My vague memory of 10 years ago recalled seeing judgements like WA42, but maybe my memory confused it with some other competition or things changed.
So OpenAI 12/12 while GDM at 10/12. It's over. Sam is going to be the emperor of the universe.
really curious whether GPT-5 (the public version, maybe GPT pro subscription required?) can actually solve Problem C in WF25, as OpenAI claims.
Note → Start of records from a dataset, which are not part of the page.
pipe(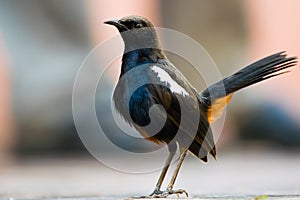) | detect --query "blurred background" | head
[0,0,300,197]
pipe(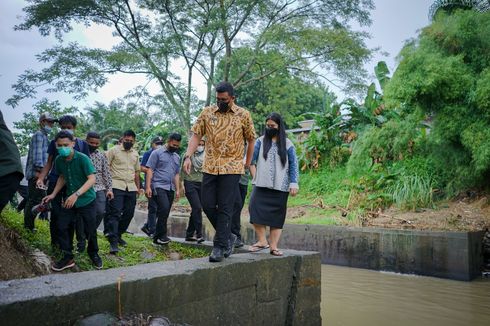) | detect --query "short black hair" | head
[216,82,235,96]
[168,132,182,141]
[58,115,77,127]
[54,130,75,142]
[87,131,100,139]
[123,129,136,139]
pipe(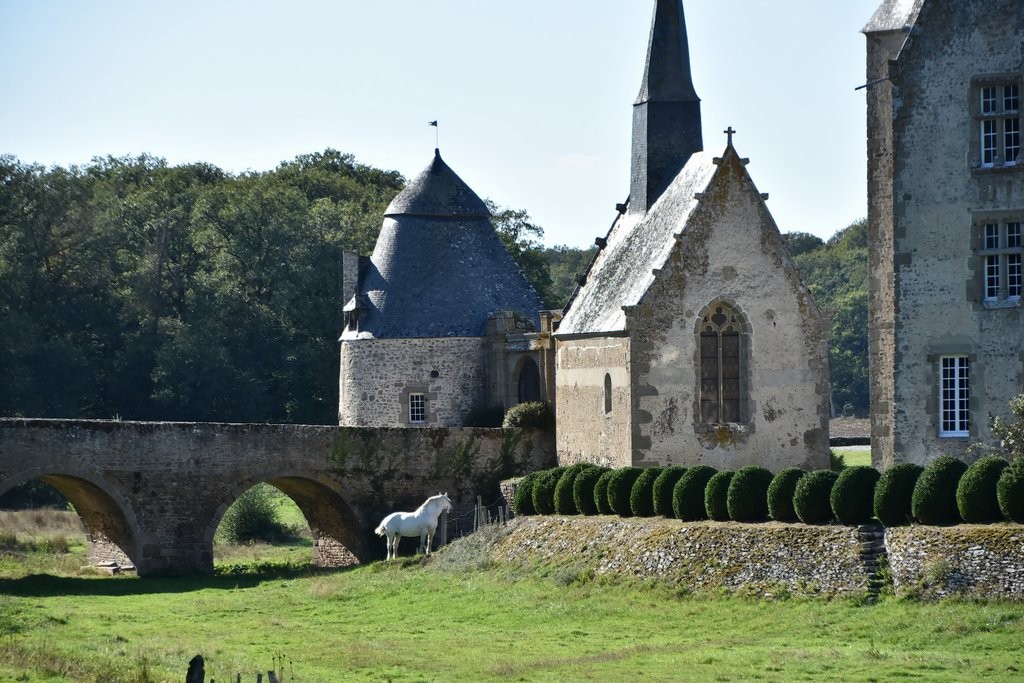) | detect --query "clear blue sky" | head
[0,0,880,246]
No the public version is shit even at their proclaimed image processing I always find myself using the plus version because pro takes literally half an hour to spit nothing out, for example last div1A didn't get solved by it for more than 40 minutes
Ok got it AI can do CP. We got it since o3 got ~2700 last December.
Now get the f out of CP and let me know when you got the number of
rs right in a public model.W
remember when all the doubters were coping and saying its impossible or whatever? just wait until it replaces your job. you'll be even more surprised
OpenAI is good at narration. He says he uses an ensemble of GPT-5 and an experimental reasoning model, which I doubt if it ever exists. The declared result looks very suspicious, and I don't find a theory depicting how the model solves the problem. For example, if the model is given problems by a random order, then it takes more time to solve D and H than C, which is hilarious. If the model is asked to determine the difficulty itself, then the fact that it solves C before L is more hilarious.
Why not in parallel?
They cloned the whole thing for each problem and let it solve them in parallel.
This theory is compatible with the very close submission times.
It cannot explain why it takes 44 minutes to solve L.
I make no claims on the legitimacy of their results, but this is the repository of their solutions.
If they are excited about CP, then bring back CodeJam.
Typical tales from Openai about the "experimental model". 0 confirmation, only statements. We readily believe that it is necessary to justify the investors' money somehow.